Maior organização mundial dedicada ao avanço da tecnologia em beneficio da humanidade, a Instituto de Engenheiros Elétricos e Eletrônicos (IEEE), apresentou nos dois dias da FutureCom 2025, em São Paulo, evento, referência em Conectividade e Inovação na América Latina, mostrou que o futuro das cidades dependerá da tecnologia limpa e sustentável, com uso consciente nos próximos anos. Em dois dias de feira, especialistas mostraram como inovação, ciência e engenharia podem transformar a vida urbana e impulsionar a transição energética no Brasil.
Com estande e duas apresentações no evento, a IEEE reuniu especialistas para debater soluções que unem inovação, meio ambiente e desenvolvimento econômico.
Fred Moraes/GD
Na IEEE Arena , pesquisadores como Cristiane Agra Pimentel (UFRB) e Renato Alves Borges (UnB) apresentaram iniciativas que reforçam o papel da ciência e da engenharia no combate às mudanças climáticas e na construção de um planeta mais sustentável.
O painel “Tecnologias Limpas para Cidades Sustentáveis, Inteligentes e Resilientes” também chamou atenção do público. Nomes como Otavio Chase (UFRA), Vanessa Schramm (UFCG) e Tereza Carvalho (USP) mostraram como a aplicação de energia limpa, sistemas de armazenamento (BESS), macrogerenciamento hídrico e inteligência artificial pode transformar a infraestrutura urbana e reduzir desigualdades.
Um dos pontos mais comentados foi a iniciativa Amazônia 4.0 , que propõe instrumentalizar cadeias produtivas baseadas na biodiversidade, como a do cacau e do cupuaçu, com recursos da Indústria 4.0. A proposta busca fomentar a economia local, reduzir o desmatamento e garantir distribuição mais justa dos benefícios socioeconômicos.
Fred Moraes/GD
Além dos debates, o estande do IEEE foi um dos pontos mais visitados da feira. O espaço contou com atividades interativas, incluindo jogos que questionavam o público sobre as diferentes formas de aplicação da inteligência artificial na sociedade . A proposta atraiu filas e estimulou reflexões sobre como a tecnologia pode ser usada de forma ética e responsável no dia a dia.
As discussões também reforçaram que o Brasil tem potencial para ampliar em até 25% sua matriz elétrica com fontes renováveis já em 2026, impulsionando não apenas a transição energética , mas também a participação da indústria nacional no cenário global de inovação.

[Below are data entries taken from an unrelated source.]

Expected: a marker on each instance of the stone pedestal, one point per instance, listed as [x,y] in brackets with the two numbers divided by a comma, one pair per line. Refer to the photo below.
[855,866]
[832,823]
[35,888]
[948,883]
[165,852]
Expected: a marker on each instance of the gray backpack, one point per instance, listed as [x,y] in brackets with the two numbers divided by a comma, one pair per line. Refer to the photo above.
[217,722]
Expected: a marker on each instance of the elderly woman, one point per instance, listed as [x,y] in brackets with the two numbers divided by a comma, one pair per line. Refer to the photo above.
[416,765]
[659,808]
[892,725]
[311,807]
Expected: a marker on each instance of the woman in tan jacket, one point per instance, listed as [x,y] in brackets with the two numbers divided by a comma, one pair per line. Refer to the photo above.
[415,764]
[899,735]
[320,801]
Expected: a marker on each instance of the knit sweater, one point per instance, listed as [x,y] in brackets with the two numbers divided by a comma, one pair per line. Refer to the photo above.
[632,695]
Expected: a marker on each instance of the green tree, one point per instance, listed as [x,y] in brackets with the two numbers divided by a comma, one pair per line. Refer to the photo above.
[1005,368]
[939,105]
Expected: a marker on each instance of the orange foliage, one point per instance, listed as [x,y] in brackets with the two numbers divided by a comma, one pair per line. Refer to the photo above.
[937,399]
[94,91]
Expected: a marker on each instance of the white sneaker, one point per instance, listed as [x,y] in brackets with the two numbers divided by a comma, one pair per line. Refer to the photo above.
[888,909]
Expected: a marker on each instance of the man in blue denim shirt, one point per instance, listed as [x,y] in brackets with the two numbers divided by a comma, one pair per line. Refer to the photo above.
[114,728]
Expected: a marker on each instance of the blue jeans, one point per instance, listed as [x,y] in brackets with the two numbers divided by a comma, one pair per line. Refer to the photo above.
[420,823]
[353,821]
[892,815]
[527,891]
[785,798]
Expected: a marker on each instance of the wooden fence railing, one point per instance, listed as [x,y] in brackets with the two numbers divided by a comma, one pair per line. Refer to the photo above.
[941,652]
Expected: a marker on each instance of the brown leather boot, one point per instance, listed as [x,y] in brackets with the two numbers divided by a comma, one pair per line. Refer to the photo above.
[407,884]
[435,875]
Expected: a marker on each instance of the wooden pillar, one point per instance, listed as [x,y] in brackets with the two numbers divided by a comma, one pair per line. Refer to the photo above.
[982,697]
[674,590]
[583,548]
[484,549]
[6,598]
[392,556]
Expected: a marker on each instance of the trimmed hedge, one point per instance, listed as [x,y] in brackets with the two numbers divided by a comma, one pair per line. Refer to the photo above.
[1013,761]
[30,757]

O instituto ainda reforçou que a inteligência artificial, macrogerenciamento hídrico e infraestrutura tecnológica podem contribuir para aumentar a participação de energias limpas na matriz elétrica brasileira e impulsionar o PIB nacional até 2030.
Ao final, o IEEE pontuou que a inovação é a chave para promover equilíbrio entre crescimento econômico, preservação ambiental e qualidade de vida nas cidades do futuro.
A reportagem da Gazeta Digital foi convidado pelo IEEE para acompanhar de perto os dois dias da Futurecom, trazendo os principais debates e tendências que devem moldar o futuro da tecnologia sustentável.